= John D McHugh =

John D McHugh (born 1973) is an Irish photojournalist and filmmaker, and is based in London, England.

==Early life==
McHugh was born in London to Irish parents. Moving back to Ireland when he was an infant, he grew up in a rural farming community. He returned to London in 1997, and in 2002 he began working as a photojournalist. He freelanced for The Associated Press and The Guardian newspaper before becoming a staff photographer at Agence France-Presse in 2005. In 2007 he resigned his position and once again became a freelancer.

==Photography==
Self-taught, McHugh has worked extensively in Afghanistan since the start of 2006. He was one of the first journalists to cover the Canadian deployment in Kandahar, and witnessed and photographed one of their very first operations to raid a bomb-making facility. The Canadians captured 10 Taliban suspects, and McHugh's photographs caused a controversy in Canada.

He was the first journalist to spend time with British forces after they took command of the southern Afghan province of Helmand in May 2006. His photographs of foot patrols through Lashkar Gah and of British soldiers silhouetted as they stand on a fort built by Alexander the Great were some of the first photographs that the British public saw from Helmand.

In 2007, McHugh embarked on a nine-month embed with US troops in Afghanistan. Just five weeks into his trip, the unit he was with was caught in an ambush. 18 soldiers were killed and 11 wounded. McHugh was also wounded, shot through the chest.

Six months later, he had recovered and returned to Afghanistan. He talks about childhood lessons of getting back on horses that threw him when explaining his reason for returning to Afghanistan after his injury.

==Multimedia Photojournalism and Filmmaking==
In 2007 McHugh began working with audio and video alongside his photography. He also began writing about his experiences.

In 2008 The Guardian commissioned McHugh to produce a series initially entitled "Fighting Season" but subsequently renamed John D McHugh in Afghanistan which included photography, audio slideshows, short documentary films, and blogs.
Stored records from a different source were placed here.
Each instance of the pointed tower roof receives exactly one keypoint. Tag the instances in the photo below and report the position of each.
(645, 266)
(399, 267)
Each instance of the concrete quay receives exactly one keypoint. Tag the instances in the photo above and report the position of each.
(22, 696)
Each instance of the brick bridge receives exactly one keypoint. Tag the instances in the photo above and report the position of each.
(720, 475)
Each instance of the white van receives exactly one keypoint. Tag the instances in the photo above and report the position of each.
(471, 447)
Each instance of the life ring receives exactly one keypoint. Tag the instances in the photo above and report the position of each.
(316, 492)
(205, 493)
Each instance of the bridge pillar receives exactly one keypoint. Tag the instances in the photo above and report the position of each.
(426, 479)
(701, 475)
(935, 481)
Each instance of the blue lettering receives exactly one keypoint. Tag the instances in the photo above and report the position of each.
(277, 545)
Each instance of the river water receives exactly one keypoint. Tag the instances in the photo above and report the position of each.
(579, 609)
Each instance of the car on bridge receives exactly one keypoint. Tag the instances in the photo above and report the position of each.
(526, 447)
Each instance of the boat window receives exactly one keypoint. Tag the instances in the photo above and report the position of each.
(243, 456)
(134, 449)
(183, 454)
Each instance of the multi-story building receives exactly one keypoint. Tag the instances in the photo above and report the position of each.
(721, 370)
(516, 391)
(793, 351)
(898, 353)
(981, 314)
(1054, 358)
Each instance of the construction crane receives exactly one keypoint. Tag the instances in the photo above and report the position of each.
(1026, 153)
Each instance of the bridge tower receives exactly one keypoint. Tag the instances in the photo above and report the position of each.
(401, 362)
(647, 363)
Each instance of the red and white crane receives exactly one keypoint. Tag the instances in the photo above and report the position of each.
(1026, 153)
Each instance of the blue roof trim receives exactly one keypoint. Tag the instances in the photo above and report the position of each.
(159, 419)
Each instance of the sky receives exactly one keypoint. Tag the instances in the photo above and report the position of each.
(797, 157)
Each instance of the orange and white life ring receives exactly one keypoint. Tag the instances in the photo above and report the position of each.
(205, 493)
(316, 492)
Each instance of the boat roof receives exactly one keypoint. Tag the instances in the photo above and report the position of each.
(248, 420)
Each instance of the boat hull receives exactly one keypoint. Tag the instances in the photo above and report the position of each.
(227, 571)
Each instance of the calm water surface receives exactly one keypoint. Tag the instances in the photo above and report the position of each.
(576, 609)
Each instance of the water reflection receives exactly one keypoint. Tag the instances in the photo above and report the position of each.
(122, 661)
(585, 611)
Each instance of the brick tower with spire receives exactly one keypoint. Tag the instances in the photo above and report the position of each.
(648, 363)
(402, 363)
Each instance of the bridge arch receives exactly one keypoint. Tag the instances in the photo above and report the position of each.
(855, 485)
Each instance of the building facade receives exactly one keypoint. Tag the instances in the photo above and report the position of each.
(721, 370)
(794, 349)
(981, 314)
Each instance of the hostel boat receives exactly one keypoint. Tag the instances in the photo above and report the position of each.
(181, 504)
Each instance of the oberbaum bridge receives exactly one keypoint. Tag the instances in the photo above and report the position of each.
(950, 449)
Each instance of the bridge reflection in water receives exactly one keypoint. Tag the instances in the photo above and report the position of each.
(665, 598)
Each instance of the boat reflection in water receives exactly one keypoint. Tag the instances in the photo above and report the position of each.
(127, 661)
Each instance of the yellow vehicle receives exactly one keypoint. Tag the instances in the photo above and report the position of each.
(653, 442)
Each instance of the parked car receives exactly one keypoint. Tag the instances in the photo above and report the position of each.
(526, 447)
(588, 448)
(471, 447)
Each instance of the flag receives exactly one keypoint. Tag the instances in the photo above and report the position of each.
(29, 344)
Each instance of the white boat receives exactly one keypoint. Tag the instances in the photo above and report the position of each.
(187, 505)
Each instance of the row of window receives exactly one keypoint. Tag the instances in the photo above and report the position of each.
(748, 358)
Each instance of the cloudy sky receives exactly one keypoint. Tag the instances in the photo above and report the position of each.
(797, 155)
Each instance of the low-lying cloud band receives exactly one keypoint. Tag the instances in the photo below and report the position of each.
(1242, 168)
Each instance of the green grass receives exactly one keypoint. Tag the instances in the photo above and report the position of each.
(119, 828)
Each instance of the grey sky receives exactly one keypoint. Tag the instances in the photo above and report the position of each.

The project involved spending months living with the soldiers under fire along the border with Pakistan.

==Awards==
McHugh was awarded a Special Award for Hard News by The Picture Editors Guild in 2005.

In 2007 he won the Frontline Club Award, which focuses on "journalistic integrity, courage and the independence of spirit" for his work in Afghanistan.

2009 saw McHugh's film Combat Outpost nominated for The Rory Peck Award for News.